More than anything, the play captures the tortured feelings when New York City seems to want to crush all your hopes and dreams--and only rewards the "cunts," as one characater succinctly explains, "Otherwise the world just walks all over you."
Beau (Anthony Johnston) is turning 30, living in a shitty Bushwick apartment, and is sick of being the gay sidekick and personal assistant to Cecile (the incredibly funny Geneva Carr)--and forever poor. Beau's boyfriend Mick (Kieran Mulcare), who was attacked on the street and left with a facial scar, no longer connects with the city or people, preferring to watch the rats and longing to return home to Kentucky.
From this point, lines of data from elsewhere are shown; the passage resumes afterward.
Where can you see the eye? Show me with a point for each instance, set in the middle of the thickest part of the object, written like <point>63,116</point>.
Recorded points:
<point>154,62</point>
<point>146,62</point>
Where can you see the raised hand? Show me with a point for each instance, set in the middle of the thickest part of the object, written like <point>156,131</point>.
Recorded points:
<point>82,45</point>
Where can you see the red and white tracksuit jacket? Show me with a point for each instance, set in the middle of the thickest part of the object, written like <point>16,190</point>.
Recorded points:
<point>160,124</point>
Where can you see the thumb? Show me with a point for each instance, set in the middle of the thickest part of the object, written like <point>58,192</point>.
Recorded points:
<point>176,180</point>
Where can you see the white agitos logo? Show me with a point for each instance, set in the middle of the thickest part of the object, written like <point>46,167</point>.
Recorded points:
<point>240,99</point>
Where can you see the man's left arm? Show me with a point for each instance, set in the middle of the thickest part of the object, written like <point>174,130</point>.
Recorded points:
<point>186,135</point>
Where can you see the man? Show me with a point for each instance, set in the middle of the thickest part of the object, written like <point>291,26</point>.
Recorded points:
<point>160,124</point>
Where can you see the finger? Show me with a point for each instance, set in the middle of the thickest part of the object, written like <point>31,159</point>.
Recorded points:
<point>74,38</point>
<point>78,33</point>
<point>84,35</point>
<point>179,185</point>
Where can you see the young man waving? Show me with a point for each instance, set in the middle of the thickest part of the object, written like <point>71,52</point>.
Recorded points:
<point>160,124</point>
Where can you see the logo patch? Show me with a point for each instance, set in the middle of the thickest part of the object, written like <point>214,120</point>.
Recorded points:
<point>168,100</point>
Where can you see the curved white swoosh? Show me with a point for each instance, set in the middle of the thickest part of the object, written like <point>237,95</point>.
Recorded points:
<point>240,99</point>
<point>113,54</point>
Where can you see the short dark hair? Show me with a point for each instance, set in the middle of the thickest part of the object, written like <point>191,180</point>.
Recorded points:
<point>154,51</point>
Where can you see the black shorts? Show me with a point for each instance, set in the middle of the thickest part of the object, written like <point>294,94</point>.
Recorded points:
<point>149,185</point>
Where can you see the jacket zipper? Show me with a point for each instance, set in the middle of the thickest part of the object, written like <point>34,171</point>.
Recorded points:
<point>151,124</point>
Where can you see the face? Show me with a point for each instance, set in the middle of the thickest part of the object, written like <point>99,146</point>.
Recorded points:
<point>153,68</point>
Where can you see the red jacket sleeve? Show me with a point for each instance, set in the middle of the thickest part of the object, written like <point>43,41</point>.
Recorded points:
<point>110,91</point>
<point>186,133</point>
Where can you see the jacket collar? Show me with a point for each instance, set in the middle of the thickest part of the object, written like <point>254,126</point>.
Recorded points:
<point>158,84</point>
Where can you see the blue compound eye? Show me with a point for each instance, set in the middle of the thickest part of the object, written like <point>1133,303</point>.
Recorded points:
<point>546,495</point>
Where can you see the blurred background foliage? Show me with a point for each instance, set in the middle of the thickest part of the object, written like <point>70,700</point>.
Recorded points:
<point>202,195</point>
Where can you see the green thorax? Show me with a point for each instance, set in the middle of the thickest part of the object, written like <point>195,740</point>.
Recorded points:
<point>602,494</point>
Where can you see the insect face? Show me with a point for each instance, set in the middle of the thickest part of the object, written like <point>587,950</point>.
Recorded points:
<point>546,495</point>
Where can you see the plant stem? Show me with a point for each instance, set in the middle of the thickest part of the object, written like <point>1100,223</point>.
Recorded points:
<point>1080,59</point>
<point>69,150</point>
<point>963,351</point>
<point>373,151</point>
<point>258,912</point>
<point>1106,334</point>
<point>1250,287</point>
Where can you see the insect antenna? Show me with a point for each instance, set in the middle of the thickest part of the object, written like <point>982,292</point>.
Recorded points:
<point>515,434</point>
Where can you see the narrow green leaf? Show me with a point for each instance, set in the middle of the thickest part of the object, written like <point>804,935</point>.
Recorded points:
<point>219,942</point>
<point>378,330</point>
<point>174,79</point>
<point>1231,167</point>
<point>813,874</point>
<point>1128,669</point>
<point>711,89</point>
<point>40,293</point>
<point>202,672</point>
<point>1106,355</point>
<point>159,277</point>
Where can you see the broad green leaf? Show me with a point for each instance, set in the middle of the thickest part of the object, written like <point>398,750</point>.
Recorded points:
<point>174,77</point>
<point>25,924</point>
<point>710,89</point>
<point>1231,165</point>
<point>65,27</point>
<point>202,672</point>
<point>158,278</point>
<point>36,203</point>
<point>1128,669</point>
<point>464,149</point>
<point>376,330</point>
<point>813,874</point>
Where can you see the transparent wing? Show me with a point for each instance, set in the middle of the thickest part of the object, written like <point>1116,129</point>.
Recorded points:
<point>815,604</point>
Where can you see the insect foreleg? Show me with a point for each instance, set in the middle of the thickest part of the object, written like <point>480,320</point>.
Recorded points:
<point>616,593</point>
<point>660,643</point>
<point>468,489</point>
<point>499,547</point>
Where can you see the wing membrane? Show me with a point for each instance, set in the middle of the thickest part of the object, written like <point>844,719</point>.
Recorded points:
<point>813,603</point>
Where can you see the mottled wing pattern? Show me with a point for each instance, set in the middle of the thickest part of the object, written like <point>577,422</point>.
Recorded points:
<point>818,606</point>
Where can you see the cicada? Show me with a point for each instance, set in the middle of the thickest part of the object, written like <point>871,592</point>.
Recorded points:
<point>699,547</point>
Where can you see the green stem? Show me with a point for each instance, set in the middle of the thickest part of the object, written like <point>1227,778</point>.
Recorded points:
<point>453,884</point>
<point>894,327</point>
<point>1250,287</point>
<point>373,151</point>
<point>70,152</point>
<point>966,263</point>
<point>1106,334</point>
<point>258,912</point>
When frenemy Daphne (Kathy Searle) reappears with her own sassy gay assistant Jim (a charming Preston Martin), then all hell breaks loose. Packed with Zeitgeist-y zingers, the extremely talented Conkel offers a disturbing peek into what it actually means to be young, gay, and barely scraping by in New York City. Just check out these choice lines that use the 'f' word--meaning, faggot--quite liberally:
"You're gonna go to the Hamptons with Cecile's skeleton friends next month and mince around for them as they shove shrimp scampi down their gaping maws, all the while pretending you're something other than what you are...Poor white trash. A faggot minstrel show to amuse them."
"You're faginizers...You exploit gay men to assuage your loneliness."
"That's because none of those sissy fags will break stuff or burn things. If they really wanted their civil rights in California they would've torched Los Angeles."
Director Dan Horrigan keeps the show's pace wickedly fast, which helps the punchy patter stay upbeat, when it could easily slip into bitterness, interpreted as a stern warning to anyone thinking they might have a chance of making it as a young creative person in the city. The final scenes involving the central couple seem like a romantic riff on Leopold and Loeb (or at least Bonnie & Clyde), but it leaves us with a warm, happy feeling--even if we know these boys will never truly be out of trouble.